Increased O-linked β-N-acetylglucosamine levels on proteins ... : Critical Care Medicine (original) (raw)

Laboratory Investigations

Increased O-linked β-N-acetylglucosamine levels on proteins improves survival, reduces inflammation and organ damage 24 hours after trauma-hemorrhage in rats

Nöt, Laszlo G. MD; Brocks, Charlye A. BA; Vámhidy, Laszlo MD, PhD; Marchase, Richard B. PhD; Chatham, John C. DPhil

From the Department of Cell Biology (LGN, RBM, JCC), Division of Cardiovascular Disease (CAB, JCC), Department of Medicine, Department of Physiology and Biophysics (JCC), Center for Cardiovascular Biology, Center for Free Radical Biology, Center for Aging, University of Alabama at Birmingham, Birmingham, AL; and the Department of Traumatology and Hand Surgery (LGN, LV), Institute of Musculoskeletal Surgery, University of Pécs, Pécs, Hungary.

This study was supported, in part, by grant HL076165 (RBM) and HL079364 (JCC) from the National Institutes of Health.

Drs. Marchase and Chatham have pending patents. All other authors have no potential conflicts of interest to disclose.

For information regarding this article, E-mail: [email protected]

Abstract

Objective:

To evaluate the effects of O-linked β-N-acetylglucosamine (O-GlcNAc) levels on survival, inflammation, and organ damage 24 hrs after trauma-hemorrhage.
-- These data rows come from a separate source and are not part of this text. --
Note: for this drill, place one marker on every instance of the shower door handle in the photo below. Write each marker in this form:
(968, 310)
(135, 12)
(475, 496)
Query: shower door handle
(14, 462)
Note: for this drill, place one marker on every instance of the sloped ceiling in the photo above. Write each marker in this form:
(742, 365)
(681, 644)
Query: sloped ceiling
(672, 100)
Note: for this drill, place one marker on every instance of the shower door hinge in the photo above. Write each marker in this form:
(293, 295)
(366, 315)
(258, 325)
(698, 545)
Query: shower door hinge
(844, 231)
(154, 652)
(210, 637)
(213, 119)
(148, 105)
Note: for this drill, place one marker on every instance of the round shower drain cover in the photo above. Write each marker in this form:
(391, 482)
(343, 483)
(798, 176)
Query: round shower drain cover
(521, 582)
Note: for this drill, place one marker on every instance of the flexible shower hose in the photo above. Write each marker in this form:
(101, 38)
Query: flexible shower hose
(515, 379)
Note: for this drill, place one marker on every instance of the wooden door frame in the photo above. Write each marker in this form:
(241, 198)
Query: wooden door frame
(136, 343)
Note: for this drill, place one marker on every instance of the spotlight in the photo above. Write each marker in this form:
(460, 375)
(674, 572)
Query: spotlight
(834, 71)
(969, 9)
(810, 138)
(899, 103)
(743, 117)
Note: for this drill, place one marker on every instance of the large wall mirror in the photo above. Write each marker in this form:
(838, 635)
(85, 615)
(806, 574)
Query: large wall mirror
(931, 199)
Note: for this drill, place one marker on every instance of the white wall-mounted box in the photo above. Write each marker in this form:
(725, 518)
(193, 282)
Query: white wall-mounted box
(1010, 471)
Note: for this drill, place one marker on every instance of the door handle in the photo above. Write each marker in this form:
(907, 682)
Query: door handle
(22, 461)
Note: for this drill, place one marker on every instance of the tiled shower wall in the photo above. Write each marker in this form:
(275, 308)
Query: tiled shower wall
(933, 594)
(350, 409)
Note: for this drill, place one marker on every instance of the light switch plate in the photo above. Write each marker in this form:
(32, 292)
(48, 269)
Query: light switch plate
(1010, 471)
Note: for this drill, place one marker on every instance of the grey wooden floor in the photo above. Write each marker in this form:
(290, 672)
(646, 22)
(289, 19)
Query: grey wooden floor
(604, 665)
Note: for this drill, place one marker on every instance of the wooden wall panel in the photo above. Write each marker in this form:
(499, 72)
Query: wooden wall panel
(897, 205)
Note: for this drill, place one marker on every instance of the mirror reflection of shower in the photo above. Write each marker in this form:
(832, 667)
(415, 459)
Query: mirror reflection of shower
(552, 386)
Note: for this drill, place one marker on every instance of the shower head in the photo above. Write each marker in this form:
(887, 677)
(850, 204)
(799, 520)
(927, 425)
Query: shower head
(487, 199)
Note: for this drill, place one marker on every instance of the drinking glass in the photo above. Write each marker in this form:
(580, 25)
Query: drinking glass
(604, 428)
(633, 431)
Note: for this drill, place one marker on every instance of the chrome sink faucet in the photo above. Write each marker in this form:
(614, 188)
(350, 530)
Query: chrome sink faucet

We have previously shown that increasing protein O-GlcNAc levels by different mechanisms reduced inflammatory responses and improved organ function 2 hrs after trauma-hemorrhage.

Design:

Prospective, randomized, controlled study.

Setting:

Animal research laboratory.

Subjects:

Male, adult Sprague-Dawley rats.

Interventions:

Overnight fasted animals were subjected to either sham surgery or trauma-hemorrhage and during the resuscitation phase received glucosamine (270 mg/kg) to increase O-GlcNAc synthesis or O-(2-acetamido-2-deoxy-D-glucopyranosylidene) amino N-phenyl carbamate (PUGNAc, 7 mg/kg) to inhibit O-GlcNAc removal, or mannitol as control.

Measurements and Main Results:

Survival was followed up for 24 hrs. Surviving rats were euthanized and inflammatory responses, and end organ injuries were assessed. Both glucosamine and PUGNAc increased 24-hr survival compared with controls (control: 53%, GN: 85%, PUGNAc: 86%, log-rank test, p < .05). PUGNAc attenuated the trauma-hemorrhage-induced increase in serum interleukin-6 (sham surgery: 8 ± 6, control: 181 ± 36, PUGNAc: 42 ± 22 pg/mL, p < .05), alanine transaminase (sham surgery: 95 ± 14, control: 297 ± 56, PUGNAc: 126 ± 21 IU, p < .05), aspartate transaminase (sham surgery: 536 ± 110, control: 1661 ± 215, PUGNAc: 897 ± 155 IU, p < .05), and lactate dehydrogenase (sham surgery: 160 ± 18, control: 1499 ± 311, PUGNAc: 357 ± 99 IU, p < .05); however, glucosamine had no effect on these serum parameters. Furthermore, PUGNAc but not glucosamine maintained O-GlcNAc levels in liver and lung and significantly attenuated the NF-κB DNA activation in the liver. In the liver and heart, increased inducible nitric oxide synthase expression was also attenuated in the PUGNAc-treated group.

Conclusions:

These results demonstrate that increasing O-GlcNAc with either glucosamine or PUGNAc improved 24-hr survival after trauma-hemorrhage. However, only PUGNAc treatment attenuated significantly the subsequent tissue injury and inflammatory responses, suggesting that inhibition of O-GlcNAc removal may represent a new therapeutic approach for the treatment of hypovolemic shock.